Search code examples
cudagpu

How to better encapsulate GPU memory to achieve RAII-like characteristics


I use the GpuMatrix to wrap the gpu memory malloc/free and gpu memory copy, just like this

template <typename T, size_t N, size_t M>
class GpuMatrix {
 public:
  const size_t HeightDim = N;
  const size_t WidthDim = M;
  using DataType = T;

  const size_t ByteSize = HeightDim * WidthDim * sizeof(DataType);

  GpuMatrix() = default;

  ~GpuMatrix() = default;

  bool CopyFromCpuData(const DataType* cpu_data, size_t size) {
    assert(size * sizeof(DataType) == ByteSize);
    CUDA_CHECK(cudaMemcpy(_data, cpu_data, size * sizeof(DataType),
                          cudaMemcpyHostToDevice));
    return true;
  }

  bool CopyToCpuData(DataType* cpu_data, size_t size) {
    assert(size * sizeof(DataType) == ByteSize);
    CUDA_CHECK(cudaMemcpy(cpu_data, _data, size * sizeof(DataType),
                          cudaMemcpyDeviceToHost));
    return true;
  }
  __device__ size_t GetByteSize() { return ByteSize; }

  bool DestroyGpuMemory() {
    CUDA_CHECK(cudaFree(_data));
    return true;
  }

  bool MallocGpuMemory() {
    CUDA_CHECK(cudaMalloc((void**)&_data, ByteSize));
    return true;
  }
  // not saft
  __device__ DataType& at(size_t y, size_t x) {
    return _data[y * WidthDim + x];
  }

 private:
  DataType* _data;
};

but it has some problem, such as the memory can't free memory cannot be automatically released in the destructor function, and the struct must use Value-passing method parameter, because in the kernel function, no variables from the CPU can be used ,such as


template <typename T, size_t N, size_t M, size_t Z>
__global__ void _multiplication_matrix(GpuMatrix<T, N, M> x,
                                       GpuMatrix<T, M, Z> y,
                                       GpuMatrix<T, N, Z> z) {
  int tid_x = blockIdx.x * blockDim.x + threadIdx.x;

so what can i do ?

I want to get a Class which has better wrap for gpu memory


Solution

  • For non-trivially copyable or non-trivially-destructible kernel arguments, kernel launches do not follow standard C++ behavior.

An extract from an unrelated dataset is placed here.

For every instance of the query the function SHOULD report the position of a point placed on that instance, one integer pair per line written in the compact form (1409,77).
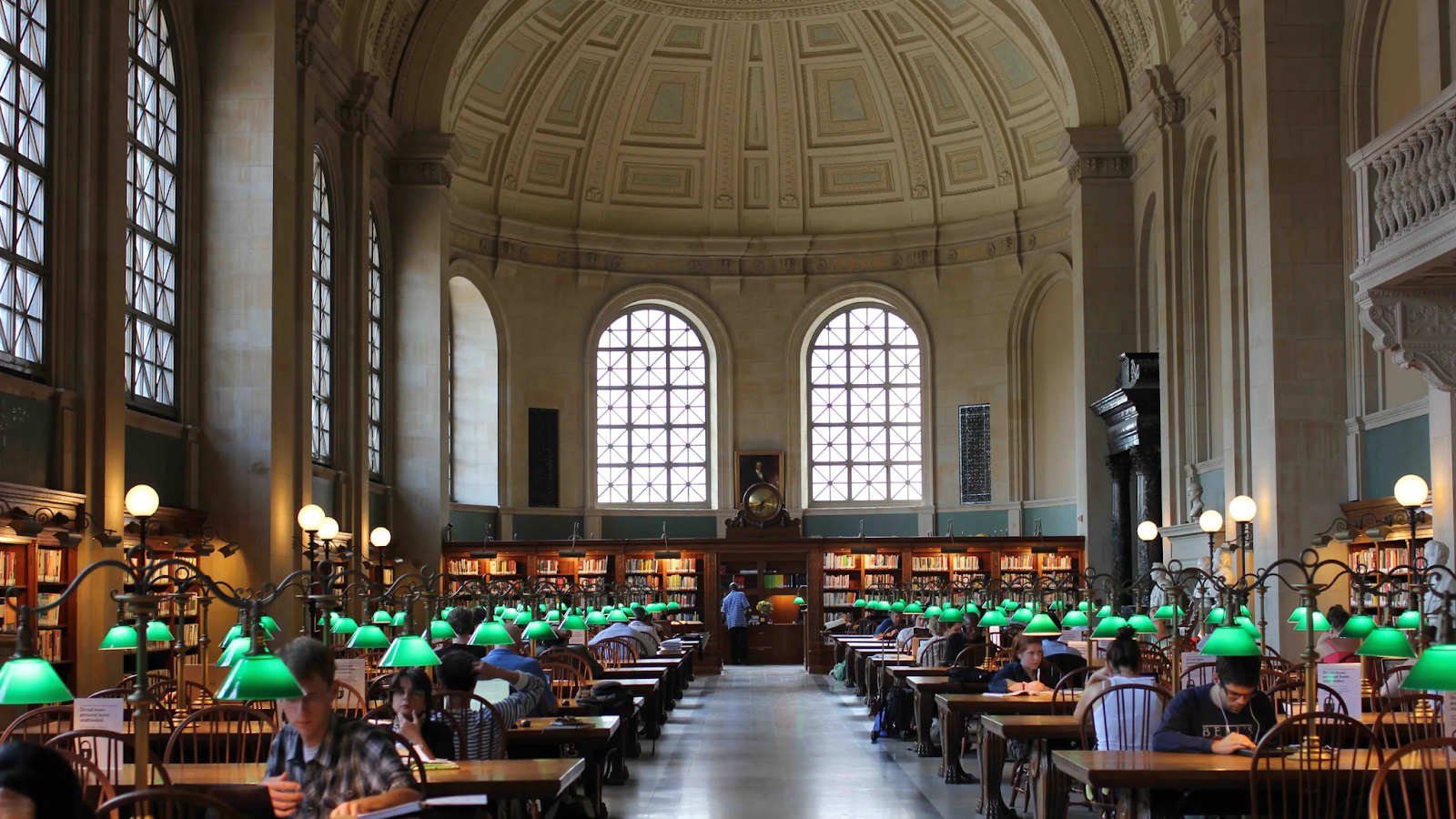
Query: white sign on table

    The programming guide lists the restriction. In your case, the implicit wrapper function for the kernel call copy-constructs a copy of the matrix, and deallocates it. No constructor or destructor is called from device code.

    I would recommend using an existing library for memory management such as Thrust, and use a data view in the kernel which holds the pointers, but does not do memory management. Following code gives an example.

    #include <cstdio>
    #include <thrust/device_vector.h>
    
    struct B{
        thrust::device_vector<int> buffer;
    
        struct View{
            int* buffer;
    
            __device__ 
            int myFunc1(){
    
            }
        };
    
        B(int N) : buffer(N){}
    
        View view(){
            return View{buffer.data().get()};
        }
    
        operator View(){
            return view();
        }
    };
    
    __global__
    void kernel(B::View b){
        b.buffer[0] = 42;
        b.myFunc1();
    }
    
    int main(){
        B b(1000);
        kernel<<<1,1>>>(b.view());
        //kernel<<<1,1>>>(b); //this is also fine, performs implicit conversion to view
        cudaDeviceSynchronize();
    
        int i;
        cudaMemcpy(&i, b.buffer.data().get(), sizeof(int), cudaMemcpyDeviceToHost);
        printf("buffer[0] is %d\n", i); //prints 42
    }